I've reviewed several methods of training using lora, unsloth, and just transformers. Each time I try I get a memory allocation error. I've updated my environment to set PYTORCH_CUDA_ALLOC_CONF=expandable_segments:True in os.environment on the scripts, and .bashrc and set on the cli,,, just in case. But I keep getting the same errors. I've read it this model only requires 16 GB of GPU minimum but my error messages show that torch is trying to allocate 32 GB of GPU memory, which is impossible given I only have that much total. I've set my device_mapping to auto, cuda:0, cuda:1 and finally just cuda. But I get the same message. I'm willing to share the script if anyone feels like they can solve my problem, then again, maybe it's just not possible?

rkapuaala

10 days ago

•

edited 10 days ago

Oh,,, And I get this error too. I've tried reducing the numbe of workers and the cuda out of memory errors change only in how much they tried to allocate.
RuntimeError:

    An attempt has been made to start a new process before the
    current process has finished its bootstrapping phase.
    This probably means that you are not using fork to start your
    child processes and you have forgotten to use the proper idiom
    in the main module:

        if __name__ == '__main__':
            freeze_support()
            ...

    The "freeze_support()" line can be omitted if the program
    is not going to be frozen to produce an executable.

rkapuaala

8 days ago

I've finally found a way to tune.
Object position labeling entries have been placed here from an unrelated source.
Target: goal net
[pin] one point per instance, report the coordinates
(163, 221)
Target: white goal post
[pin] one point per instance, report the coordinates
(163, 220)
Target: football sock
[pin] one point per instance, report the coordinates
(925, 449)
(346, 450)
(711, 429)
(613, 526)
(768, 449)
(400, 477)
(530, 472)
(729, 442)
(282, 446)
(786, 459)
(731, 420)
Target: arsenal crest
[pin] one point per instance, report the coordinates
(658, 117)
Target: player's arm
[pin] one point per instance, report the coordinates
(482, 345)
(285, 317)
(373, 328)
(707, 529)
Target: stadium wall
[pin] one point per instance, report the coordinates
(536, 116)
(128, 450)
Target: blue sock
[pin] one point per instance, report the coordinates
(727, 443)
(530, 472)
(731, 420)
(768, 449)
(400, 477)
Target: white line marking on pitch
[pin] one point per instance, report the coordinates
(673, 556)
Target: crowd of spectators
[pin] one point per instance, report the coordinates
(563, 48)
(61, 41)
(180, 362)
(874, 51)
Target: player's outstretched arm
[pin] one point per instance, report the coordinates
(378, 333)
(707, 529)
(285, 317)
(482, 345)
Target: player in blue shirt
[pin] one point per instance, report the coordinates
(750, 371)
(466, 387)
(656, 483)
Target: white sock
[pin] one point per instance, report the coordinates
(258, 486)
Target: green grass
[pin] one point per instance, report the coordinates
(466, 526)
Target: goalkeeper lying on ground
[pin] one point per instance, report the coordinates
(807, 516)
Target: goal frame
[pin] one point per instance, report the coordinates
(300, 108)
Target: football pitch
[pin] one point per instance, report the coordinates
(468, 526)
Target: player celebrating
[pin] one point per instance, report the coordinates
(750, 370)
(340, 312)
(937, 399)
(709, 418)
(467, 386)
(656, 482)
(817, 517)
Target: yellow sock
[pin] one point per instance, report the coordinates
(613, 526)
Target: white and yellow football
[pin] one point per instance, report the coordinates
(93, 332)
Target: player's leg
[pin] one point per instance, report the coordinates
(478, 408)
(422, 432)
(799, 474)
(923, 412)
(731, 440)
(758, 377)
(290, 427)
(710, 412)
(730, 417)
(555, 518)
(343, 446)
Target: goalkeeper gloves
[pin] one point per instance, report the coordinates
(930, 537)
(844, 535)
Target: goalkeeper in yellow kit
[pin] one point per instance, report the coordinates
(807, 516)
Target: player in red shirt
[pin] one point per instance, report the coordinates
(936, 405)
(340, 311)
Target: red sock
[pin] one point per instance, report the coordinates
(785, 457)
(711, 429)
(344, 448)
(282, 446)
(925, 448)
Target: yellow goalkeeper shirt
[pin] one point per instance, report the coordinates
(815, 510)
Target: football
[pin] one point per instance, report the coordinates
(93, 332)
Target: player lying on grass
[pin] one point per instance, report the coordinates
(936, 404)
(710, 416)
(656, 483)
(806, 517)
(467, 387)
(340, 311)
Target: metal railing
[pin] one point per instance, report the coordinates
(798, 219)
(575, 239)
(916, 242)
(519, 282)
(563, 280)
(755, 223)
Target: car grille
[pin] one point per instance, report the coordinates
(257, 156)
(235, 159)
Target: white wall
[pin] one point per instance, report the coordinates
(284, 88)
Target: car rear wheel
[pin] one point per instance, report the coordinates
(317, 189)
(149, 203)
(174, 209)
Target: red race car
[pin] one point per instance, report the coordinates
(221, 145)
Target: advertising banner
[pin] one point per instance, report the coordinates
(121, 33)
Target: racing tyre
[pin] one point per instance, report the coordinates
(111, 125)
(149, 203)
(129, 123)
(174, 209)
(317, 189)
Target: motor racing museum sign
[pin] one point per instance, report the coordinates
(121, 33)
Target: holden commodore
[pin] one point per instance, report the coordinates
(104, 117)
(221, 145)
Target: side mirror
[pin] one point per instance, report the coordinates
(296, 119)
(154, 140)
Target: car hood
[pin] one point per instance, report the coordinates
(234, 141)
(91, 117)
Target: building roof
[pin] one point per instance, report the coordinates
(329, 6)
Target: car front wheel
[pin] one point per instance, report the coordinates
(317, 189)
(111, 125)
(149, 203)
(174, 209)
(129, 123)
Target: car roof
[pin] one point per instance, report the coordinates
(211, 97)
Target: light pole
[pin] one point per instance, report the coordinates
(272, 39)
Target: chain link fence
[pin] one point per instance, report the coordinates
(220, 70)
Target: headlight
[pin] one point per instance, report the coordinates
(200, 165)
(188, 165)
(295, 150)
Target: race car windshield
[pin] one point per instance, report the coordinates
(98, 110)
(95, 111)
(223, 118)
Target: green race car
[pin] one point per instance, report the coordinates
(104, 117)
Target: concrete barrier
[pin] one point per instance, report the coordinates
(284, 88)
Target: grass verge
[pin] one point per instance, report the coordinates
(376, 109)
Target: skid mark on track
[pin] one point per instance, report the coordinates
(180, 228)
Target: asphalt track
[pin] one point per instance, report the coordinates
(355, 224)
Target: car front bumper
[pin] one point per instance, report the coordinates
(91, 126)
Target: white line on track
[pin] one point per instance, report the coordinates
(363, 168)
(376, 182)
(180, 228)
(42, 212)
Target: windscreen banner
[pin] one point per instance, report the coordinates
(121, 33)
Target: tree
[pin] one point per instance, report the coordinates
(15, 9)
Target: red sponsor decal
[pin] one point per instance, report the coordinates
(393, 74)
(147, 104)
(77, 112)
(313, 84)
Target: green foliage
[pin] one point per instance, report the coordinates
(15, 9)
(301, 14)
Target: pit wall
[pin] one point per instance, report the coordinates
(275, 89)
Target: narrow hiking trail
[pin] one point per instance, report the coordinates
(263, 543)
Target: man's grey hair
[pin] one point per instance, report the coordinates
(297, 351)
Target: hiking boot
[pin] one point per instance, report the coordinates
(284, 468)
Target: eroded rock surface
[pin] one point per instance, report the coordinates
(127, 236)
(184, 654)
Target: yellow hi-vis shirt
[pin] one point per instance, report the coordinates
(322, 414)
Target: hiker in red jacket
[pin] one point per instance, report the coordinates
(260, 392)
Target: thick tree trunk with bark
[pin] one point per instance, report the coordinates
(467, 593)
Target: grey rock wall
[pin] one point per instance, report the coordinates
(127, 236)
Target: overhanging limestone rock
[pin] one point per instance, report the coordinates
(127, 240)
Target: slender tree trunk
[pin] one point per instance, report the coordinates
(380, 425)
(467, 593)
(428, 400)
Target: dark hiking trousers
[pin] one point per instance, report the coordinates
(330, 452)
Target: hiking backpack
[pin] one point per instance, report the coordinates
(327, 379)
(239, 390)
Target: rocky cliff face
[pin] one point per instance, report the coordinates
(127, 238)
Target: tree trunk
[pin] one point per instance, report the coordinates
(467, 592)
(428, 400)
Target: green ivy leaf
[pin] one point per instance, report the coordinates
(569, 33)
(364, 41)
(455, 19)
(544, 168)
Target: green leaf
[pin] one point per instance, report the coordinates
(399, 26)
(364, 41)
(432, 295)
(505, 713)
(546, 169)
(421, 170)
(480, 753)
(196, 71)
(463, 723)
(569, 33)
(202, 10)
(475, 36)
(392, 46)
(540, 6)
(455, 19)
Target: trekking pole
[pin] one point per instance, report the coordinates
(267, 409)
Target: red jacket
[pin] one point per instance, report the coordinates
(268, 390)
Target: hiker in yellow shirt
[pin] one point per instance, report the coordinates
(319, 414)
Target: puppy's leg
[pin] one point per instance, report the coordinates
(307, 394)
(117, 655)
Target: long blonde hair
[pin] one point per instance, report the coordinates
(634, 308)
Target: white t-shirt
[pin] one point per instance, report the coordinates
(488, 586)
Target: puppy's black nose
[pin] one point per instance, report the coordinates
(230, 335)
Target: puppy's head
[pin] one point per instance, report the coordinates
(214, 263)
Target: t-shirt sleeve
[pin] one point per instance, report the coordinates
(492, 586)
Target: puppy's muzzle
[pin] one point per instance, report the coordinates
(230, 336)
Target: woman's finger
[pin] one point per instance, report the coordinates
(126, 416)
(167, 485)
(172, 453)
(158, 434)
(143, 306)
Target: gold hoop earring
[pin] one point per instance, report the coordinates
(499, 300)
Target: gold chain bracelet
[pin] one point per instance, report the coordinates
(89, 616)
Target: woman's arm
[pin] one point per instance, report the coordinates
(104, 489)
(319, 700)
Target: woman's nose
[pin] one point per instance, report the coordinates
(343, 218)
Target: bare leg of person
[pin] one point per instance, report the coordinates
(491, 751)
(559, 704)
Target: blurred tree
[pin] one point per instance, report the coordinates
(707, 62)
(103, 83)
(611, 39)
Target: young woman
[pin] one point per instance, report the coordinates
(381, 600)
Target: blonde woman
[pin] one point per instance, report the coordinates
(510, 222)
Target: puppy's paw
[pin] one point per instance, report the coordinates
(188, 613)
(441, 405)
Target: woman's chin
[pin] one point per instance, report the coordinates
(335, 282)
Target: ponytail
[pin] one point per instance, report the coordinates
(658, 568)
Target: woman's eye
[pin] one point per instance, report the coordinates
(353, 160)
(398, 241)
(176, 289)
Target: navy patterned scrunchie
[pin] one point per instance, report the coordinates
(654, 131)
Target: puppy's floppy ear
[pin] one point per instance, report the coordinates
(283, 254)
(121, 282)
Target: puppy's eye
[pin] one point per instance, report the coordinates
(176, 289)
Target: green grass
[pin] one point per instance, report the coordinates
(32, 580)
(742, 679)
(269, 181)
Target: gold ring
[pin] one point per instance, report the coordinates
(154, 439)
I'm using SFTTrainer and I am getting iterations speeds of 5.7s . It's only using one of my GPUs at 96% and 12GB out of 16 on that and 1GB out of 16 on the other. I have done 3 training sessions so far. First with 3 rows data, and it worked so fast I had not time to set up monitors. The second time I used 98 rows, and it was done in about 15 minutes. I'm currently running a session with 496 rows. It is a major relief to finally be able to train the model in my own office.